It`s simply a question of when the renminbi (RMB) will become a global currency rather than if. The Internationalization of the RMB is an inevitable progression for an international economic power such as China. Its currency, which is still carefully managed by the government, has a market share well behind the US dollar and the euro and currently barely traded on foreign exchange markets. But volumes are climbing steadily and all the signs point towards the RMB gaining greater stature as a stable reserve currency of choice.
Late last year, as the world’s largest exporter and manufacturer, the RMB overtook the euro to become the second most used currency in global trade finance after the dollar, according to the Society for Worldwide Interbank Financial Telecommunication. And it also became the ninth most traded international currency.

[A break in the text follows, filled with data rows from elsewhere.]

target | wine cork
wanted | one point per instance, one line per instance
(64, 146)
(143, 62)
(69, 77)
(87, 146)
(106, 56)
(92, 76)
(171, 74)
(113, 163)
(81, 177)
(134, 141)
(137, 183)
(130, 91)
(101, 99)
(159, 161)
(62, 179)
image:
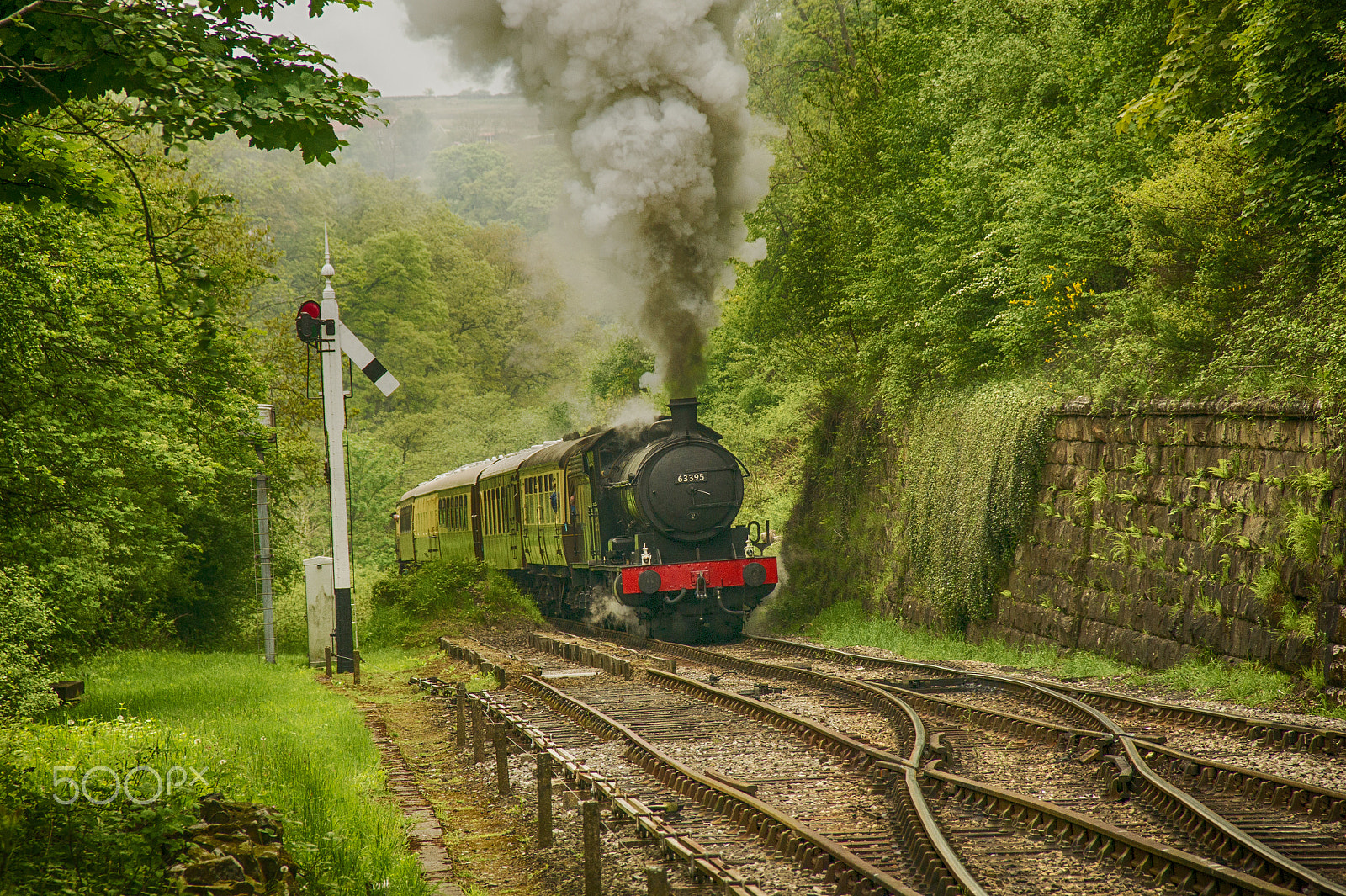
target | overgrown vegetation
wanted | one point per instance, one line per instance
(932, 512)
(446, 596)
(847, 623)
(253, 732)
(968, 482)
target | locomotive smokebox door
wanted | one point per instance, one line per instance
(692, 490)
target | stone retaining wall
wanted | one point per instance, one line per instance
(1184, 528)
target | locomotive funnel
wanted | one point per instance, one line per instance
(684, 413)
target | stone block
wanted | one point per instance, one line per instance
(1262, 644)
(1334, 665)
(1333, 623)
(1294, 653)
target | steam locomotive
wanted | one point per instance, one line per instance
(632, 528)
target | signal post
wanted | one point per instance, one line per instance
(321, 326)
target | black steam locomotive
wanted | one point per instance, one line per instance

China’s tight control on the nation’s capital account: the flow of funds both in and out of the country, seems to be the only outstanding issue in the RMB`s rise. Whilst international trade goes some way in redressing the balance, China needs a more efficient and most importantly, transparent, financial market.
The currencies of countries that play a major role in world trade have tended to become reserve currencies, i.e. held in significant quantities by national banks to protect nations against currency fluctuations. Central banks are now beginning to hold part of their foreign exchange reserves in RMB, albeit in small amounts, and the People’s Bank of China has set up 24 arrangements with international counterparts to allow it to swap the RMB in exchange for their own currencies.
China has begun to loosen its control over its financial markets and gradually open up access to its onshore markets. In 2007, the Chinese government began issuing RMB-denominated notes, bonds and funds, known as “dim sum bonds,” in Hong Kong. Since 2009, companies in Mainland China have been able to complete cross-border trade in RMB which allows companies to reduce transaction costs, better manage foreign exchange risks and speed up payments.
The reduced influence of the US dollar and diversification of currency reserves are key, if we are not to see a repeat of the 2008 financial crisis hit Asian Central banks again. More choices in international reserve currencies provide greater checks and balances to the international financial system worldwide.
While there are obvious benefits from the RMB challenging the dollar’s dominance, there are also numerous risks, predominantly the ability of Chinese policymakers to have total control of the economy, as has been the case for the last 30 years. Secondly currency fluctuations can impinge significantly on China export sector which is already suffering from higher labour cost.
Countries are going to need to be able to trade in something besides dollars. It simply makes sense that if a large proportion of an emerging-market country's trade is with China, it should do its trades in RMB. However the key is stability in monetary policy and China`s need to make its currency reserves work on the international stage.